My background is as much in sound and music as it is with the moving image, so the soundtracks to all my films are as important as the visual side. This means I tend to build up the audio and visual in tandem, layering sounds as I edit. With this film my objective was to draw on the principals of visual or colour music – which filmmakers such as Mary Ellen Bute, Oskar Fischinger and Len Lye explored so magnificently.

Constructing each strip as if it were a musical score was of primary consideration during the films hand editing. Hunting for clips with varying shifts in motion, contrast, colour, and rhythm were all on my mind as I hand selected the filmstrips, like gathering the different musical elements for a track. The soundtrack was then edited in Premiere and manually synced to each visual nuance and motion.

If you were trying to characterise your work generally, do you think it’s possible to identify common concerns?

A timely question. I’ve been thinking I should address this recently as I continually read artists biogs describing their specific creative orientations. Trouble is, my interests fluctuate around so many different areas all the time it would read as an inconsistent and directionless list! I already tend to switch between crediting myself as iloobia or Tim Grabham to differentiate between my animation and documentary work for example, but even that isn’t consistent. Right now I’m particularly interested in materials of preservation, octopus intelligence and cryonics. But that changes all the time.

The film is incredibly beautiful, with a unique aesthetic particularly in its colour grading – how did you create this?

Thank you again. Compared to what I more often do in the digital sense with grading and image manipulation, this was incredibly straightforward. My goal was to maintain the integrity of the filmstrips and their colours. So after scanning and correcting the colours to match what the originals looked like on my lightbox, that was as much as I tampered with the colour. I wanted it to be as close to a photographic process as I could get. It’s easy to get carried away in post and impose artificiality on the work through enthusiastic and wanton use of the tools available, but that was out of bounds for this film.

The film reels give the audience a glimpse into lots of different narratives, I read that frames from Get Shorty were used amongst others – talk us through your selection process?

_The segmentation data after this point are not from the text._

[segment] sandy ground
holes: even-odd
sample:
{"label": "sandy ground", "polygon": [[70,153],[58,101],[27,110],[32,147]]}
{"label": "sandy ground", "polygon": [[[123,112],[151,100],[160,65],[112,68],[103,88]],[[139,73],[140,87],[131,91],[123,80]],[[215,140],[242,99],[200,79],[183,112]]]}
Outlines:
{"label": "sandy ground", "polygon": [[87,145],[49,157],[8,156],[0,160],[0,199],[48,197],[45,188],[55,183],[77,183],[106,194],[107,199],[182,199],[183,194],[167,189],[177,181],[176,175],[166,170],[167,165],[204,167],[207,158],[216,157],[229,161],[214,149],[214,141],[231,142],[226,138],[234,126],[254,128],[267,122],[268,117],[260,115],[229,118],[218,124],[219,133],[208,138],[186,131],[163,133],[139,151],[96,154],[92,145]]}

The collages needed to work at both a micro and macro level, and they also had to loop with an in built rhythmic structure. So piecing them together took a lot of trial and error, taping endless strips to one another until there was a balance in the arrangement.

Film as a physical material is beautiful in so many ways. The sprocket holes, optical sound, edge numbers and keycode at the side of the filmstrip can be as beautiful as the image within the frame. So too the light leaks, fading frames and scratches on the film surface.

I would just get immersed in dense piles of unspooled film strips on the studio floor with a pair of scissors and go mining for material. Once a theme or aesthetic began to suggest itself, I would go looking for something that might complement it. It was a very cause and effect way of working.

What and who would you consider to be your main influences as a filmmaker / animator?

Things that really fascinated me growing up were the surrealist animations of Jan Švankmajer and the Brothers Quay, stuff like Altered States by Ken Russell, The Elephant Man by David Lynch and Tetsuo by Shinya Tsukamoto. Also regularly going to the legendary Scala cinema in Kings Cross, which was massively influential.

There was also an amazing programme on Channel 4 years ago called Ghosts in the Machine which would just show experimental video art and artists film. Hardly anyone recalls it anymore but it was a rare jewel of a show.

In combination, they demonstrated to me how wonderfully broad and malleable the parameters of the moving image could be.

Are there any recent animated or live action films you’ve encountered that have caught your attention?

I saw a few shorts at Budapest’s wonderful BUSHO festival earlier this year which were really affecting. The animation ‘Negative Space’ by Max Porter was beautifully moving, as was the live action short ‘Princess’ by Karstem Dahlem and the incredible Hungarian drama ‘Welcome’ by Balázs Dudás.